Double-Thymidine Block protocol

Dan Levy's Lab 2018

Michal Feldman

Double-Thymidine Block protocol

This protocol is used for synchronizing cells to G1/S phase. Using two steps of thymidine blockage is useful for maintaining cells synchronized for 3 following cycles.

Reagents:

Standard Cell Culture Media (example: DMEM + 10% FBS)

50 mM Thymidine blocking solution (in PBSx1)

Sterile PBS or serum free media

Procedure

1. Grow cells in culture in standard media to approximately 40% confluency.

2. After the cell adhere, add 40ul of Thymidine blocking solution (final concencetration 2mM) for each 1ml of culture media.

3. Incubate culture for 16 hours.

4. Remove the media and wash culture 2x with sterile PBS.

5. Add fresh cell culture media (containing serum) and incubate for 9 hours.

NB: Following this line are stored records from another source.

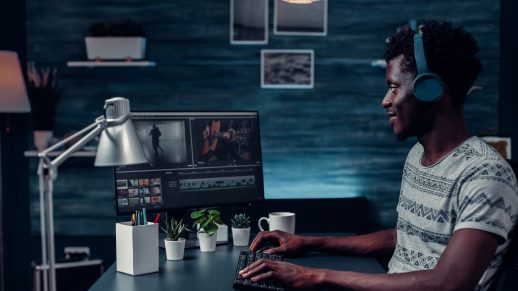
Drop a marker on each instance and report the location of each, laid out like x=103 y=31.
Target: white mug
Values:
x=284 y=221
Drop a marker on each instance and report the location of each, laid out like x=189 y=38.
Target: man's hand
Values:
x=289 y=244
x=206 y=132
x=289 y=275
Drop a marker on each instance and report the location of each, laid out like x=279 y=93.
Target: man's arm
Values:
x=461 y=266
x=377 y=243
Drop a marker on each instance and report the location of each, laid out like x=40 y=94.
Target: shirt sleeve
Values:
x=488 y=199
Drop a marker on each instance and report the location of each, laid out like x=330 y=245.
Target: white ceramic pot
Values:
x=174 y=249
x=115 y=48
x=241 y=236
x=207 y=242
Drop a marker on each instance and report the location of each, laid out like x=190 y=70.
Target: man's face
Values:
x=407 y=116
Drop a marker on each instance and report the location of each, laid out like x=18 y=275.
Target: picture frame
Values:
x=248 y=22
x=501 y=144
x=287 y=69
x=300 y=17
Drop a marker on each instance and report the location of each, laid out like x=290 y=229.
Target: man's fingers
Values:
x=276 y=250
x=259 y=266
x=263 y=276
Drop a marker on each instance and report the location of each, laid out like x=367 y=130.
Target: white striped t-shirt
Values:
x=471 y=187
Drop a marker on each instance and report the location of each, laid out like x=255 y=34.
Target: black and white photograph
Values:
x=300 y=17
x=156 y=137
x=248 y=21
x=288 y=69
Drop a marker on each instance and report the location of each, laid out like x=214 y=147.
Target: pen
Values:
x=144 y=216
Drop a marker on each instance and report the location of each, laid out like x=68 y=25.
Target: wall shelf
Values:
x=93 y=64
x=79 y=154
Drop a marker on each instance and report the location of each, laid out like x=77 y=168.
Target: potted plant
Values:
x=174 y=244
x=205 y=222
x=240 y=229
x=44 y=96
x=120 y=40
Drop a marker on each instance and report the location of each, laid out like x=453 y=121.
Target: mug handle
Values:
x=259 y=222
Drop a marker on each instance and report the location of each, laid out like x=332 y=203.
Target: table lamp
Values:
x=13 y=99
x=118 y=145
x=13 y=93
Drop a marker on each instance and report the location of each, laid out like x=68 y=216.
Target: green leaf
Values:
x=214 y=212
x=211 y=228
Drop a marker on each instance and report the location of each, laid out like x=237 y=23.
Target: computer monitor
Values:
x=196 y=159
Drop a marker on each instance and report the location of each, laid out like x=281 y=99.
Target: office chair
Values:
x=507 y=276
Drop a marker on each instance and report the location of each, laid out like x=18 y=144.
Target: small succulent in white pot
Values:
x=240 y=229
x=174 y=243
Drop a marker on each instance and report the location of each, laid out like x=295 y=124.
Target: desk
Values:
x=215 y=271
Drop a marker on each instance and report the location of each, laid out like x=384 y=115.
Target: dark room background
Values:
x=330 y=141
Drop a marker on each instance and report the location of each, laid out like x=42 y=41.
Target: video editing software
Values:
x=195 y=159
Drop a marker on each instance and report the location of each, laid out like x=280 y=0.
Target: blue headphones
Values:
x=428 y=87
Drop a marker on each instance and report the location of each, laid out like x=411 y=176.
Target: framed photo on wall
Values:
x=288 y=69
x=300 y=17
x=248 y=21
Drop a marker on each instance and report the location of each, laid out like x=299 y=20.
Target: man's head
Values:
x=450 y=53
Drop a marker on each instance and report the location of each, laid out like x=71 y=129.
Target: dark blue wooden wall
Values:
x=331 y=141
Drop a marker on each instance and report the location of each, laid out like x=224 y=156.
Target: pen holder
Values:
x=137 y=248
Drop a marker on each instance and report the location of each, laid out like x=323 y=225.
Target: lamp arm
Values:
x=76 y=146
x=98 y=120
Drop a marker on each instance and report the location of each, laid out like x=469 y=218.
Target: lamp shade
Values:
x=13 y=94
x=119 y=143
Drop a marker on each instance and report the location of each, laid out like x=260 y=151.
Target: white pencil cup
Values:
x=137 y=248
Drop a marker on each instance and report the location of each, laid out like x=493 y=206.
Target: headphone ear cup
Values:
x=428 y=88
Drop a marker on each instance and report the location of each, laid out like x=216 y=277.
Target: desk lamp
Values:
x=118 y=145
x=13 y=99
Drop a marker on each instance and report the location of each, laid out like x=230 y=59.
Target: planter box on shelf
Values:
x=115 y=48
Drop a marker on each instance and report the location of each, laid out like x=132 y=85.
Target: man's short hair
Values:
x=450 y=53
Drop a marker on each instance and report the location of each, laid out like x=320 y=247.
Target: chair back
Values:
x=507 y=276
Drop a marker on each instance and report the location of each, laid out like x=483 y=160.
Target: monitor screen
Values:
x=195 y=159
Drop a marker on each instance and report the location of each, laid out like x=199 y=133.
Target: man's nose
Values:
x=386 y=102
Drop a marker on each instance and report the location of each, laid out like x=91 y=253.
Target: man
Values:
x=458 y=199
x=155 y=139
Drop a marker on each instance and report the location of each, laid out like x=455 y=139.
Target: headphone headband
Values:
x=427 y=86
x=419 y=55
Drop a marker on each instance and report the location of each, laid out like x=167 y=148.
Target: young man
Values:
x=458 y=201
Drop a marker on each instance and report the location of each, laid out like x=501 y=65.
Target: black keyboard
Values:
x=246 y=258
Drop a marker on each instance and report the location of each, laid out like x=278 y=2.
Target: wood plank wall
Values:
x=331 y=141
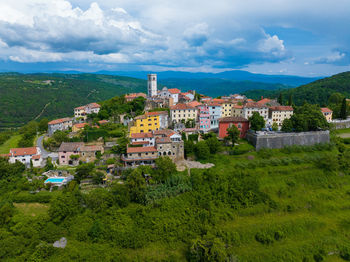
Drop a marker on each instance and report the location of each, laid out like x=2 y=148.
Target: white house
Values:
x=82 y=111
x=144 y=139
x=59 y=124
x=249 y=108
x=174 y=92
x=25 y=155
x=214 y=114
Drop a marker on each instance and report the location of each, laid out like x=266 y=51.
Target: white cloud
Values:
x=196 y=33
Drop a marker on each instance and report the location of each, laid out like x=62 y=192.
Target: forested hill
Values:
x=23 y=97
x=317 y=92
x=220 y=87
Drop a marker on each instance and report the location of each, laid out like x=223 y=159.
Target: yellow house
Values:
x=145 y=123
x=226 y=109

6. Again add 40ul of Thymidine blocking solution for each 1ml of culture media.

7. Incubate for an additional 14 hours.

8. Remove the media and wash culture 2x with sterile PBS.

9. Add fresh culture media.

10. At this point, cells will be at G1/S phase and are ready to be released into cycle over the next 15-20 hours.

11. The cell cycle position of the cells can be validated by propidium iodide staining and flow cytometry, or by Western Blot, using appropriate markers.